Classic role-playing games combine hack-and-slash gameplay, character development, and an epic story--and these are all goals that the team at Obisidan is working on with Neverwinter Nights 2. The follow-up to the popular 2002 role-playing game that had you saving the fantasy city of Neverwinter from evil forces. Neverwinter Nights 2 promises to take the adventure further, with a beautiful 3D graphics engine as well as a powerful and flexible story that will have you experiencing all sorts of new adventures. To explain, we have Chris Avellone, the game's creative director from Obsidian Entertainment. Neverwinter Nights 2 is scheduled to ship around month's end.
Choose Your Own AdventureBy Chris Avellone
Creative Director/Senior Designer, Obsidian Entertainment
One of the initial goals of Neverwinter Nights 2 we had here at Obsidian was to create an epic, cinematic storyline to drive you forward--to make you realize that you are not only advancing in level over the course of the game, but taking on increasingly advanced political and tactical challenges, as well. We wanted your decisions to prove important for not only yourself and your party, but also other prominent non-player characters and factions in the game, to the point where you can even change the balance of power within the city of Neverwinter itself.
It's very easy to label a game as "epic," but what we tried to do was make sure we nailed down exactly what constitutes an epic storyline and then implement it. We wanted to keep the stakes high and the enemies powerful, as well as give you a key role, not just from an adventuring perspective, but also as a general, commander, and even a ruler of your own military stronghold. We give you a choice of being a politician, criminal, or advisor, as well, but that's up to you to choose. Whatever occurs, you will find yourself engaged in several battles over the course of the game--sometimes commanding large groups of troops on the battlefield, and at other times, diplomatically fighting for your reputation in a courtroom where it seems all the evidence is piled against you.
The story in Neverwinter Nights 2 begins with a series of brutal attacks in the Mere of Dead Men, including your home of West Harbor. These attacks begin to escalate up and down the Sword Coast, and you find yourself in the middle not just of a growing war in the Forgotten Realms, but a battle that has been raging across the dimensional planes for centuries. To make matters worse, you find yourself fighting wars not on just one but several fronts. There's the politics of Neverwinter and the challenges of fortifying your own stronghold, as well as enemies from Luskan in the North and the extraplanar githyanki that have declared a crusade on you. You find yourself locked in battle with all these factions, but you're in a position to play them off against each other to buy time and learn more of the events and history that led up to this conflict, and how to end it once and for all.

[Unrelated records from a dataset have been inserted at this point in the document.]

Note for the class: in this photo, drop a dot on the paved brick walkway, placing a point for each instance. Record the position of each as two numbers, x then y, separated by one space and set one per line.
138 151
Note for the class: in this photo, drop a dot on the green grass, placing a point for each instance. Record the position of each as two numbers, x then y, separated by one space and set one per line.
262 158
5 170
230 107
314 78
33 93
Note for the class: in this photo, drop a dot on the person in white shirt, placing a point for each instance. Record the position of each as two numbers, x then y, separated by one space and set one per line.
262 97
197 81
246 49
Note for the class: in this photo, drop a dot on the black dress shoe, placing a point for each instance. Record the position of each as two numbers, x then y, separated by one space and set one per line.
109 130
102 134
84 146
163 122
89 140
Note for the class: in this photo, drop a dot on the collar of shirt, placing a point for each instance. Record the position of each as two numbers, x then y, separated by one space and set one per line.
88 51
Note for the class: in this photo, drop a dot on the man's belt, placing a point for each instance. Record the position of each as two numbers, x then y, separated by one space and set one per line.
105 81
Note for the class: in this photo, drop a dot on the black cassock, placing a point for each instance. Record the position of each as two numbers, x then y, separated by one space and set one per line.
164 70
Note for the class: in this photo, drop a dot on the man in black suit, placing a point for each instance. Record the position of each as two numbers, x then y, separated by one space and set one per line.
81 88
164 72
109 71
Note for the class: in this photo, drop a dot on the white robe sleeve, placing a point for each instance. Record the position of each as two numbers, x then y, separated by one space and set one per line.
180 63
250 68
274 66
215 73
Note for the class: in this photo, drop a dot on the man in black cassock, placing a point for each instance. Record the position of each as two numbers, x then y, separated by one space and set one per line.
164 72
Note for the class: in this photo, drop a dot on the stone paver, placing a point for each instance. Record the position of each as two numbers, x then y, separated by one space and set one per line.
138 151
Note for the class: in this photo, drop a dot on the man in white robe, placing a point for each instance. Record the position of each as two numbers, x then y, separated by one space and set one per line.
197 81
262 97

But fortunately, your character isn't alone in this fight. The companions in Neverwinter Nights 2 have undergone an overhaul from the first game. Not only do they play more of a crucial role in the storyline, but they also have a depth to them that you can choose to explore over the course of the game depending on your interest. They have been revised in terms of game mechanics, as well, and while you can allow them to act on their own (as a personal frustration of mine, ally spellcasters often act much smarter than my own character does in combat), you can command them and issue them direct orders, equipment transfers, and even guide their level-up decisions, as well. At times, you may even be able to convince them to change their class over the course of the game, although this may involve finishing a vision quest or two and gaining their trust through the influence system.
Our influence mechanics system is based on the one we set up for Star Wars Knights of the Old Republic II: The Sith Lords. While Neverwinter Nights 2 does offer a range of alignment options for your good, evil, lawful, and chaotic actions, the influence system also allows for an additional level of repercussions for decisions you make that are not on the alignment axis. For example, contrasting opinions on magical theory, nature versus civilization, and even how much of a rein you put on creativity itself in light of threats you and your characters face. Each of these actions can cause your influence with certain companions to go up or down over the course of the game and govern how much they involve themselves (or leave) at certain points in the game.
Obsidian has also tried to import several cinematic techniques we learned while working on our previous Star Wars title. We have cinematic cameras and cutscene setups for a number of major dialogues and interaction sequences, as well as a host of animation states that can be used in player-created adventure modules. We do allow for over-the-shoulder camera play and also offer a free-range tactical isometric view to better give orders to allies and soldiers in combat (which proves important in several battles). Being able to move the camera around also allows a better perspective of the environments and creatures the artists have whipped up for the game (many kudos to our art team)--the dragon alone is a terrifying sight to see in the game in over-the-shoulder mode, even before it blasts you with its breath weapon.
In any event, we're working hard on polishing the game for release, and we hope to have it in your hands soon. We're even more excited to see what the community does with the toolset, as well, and get a chance to play modules they create.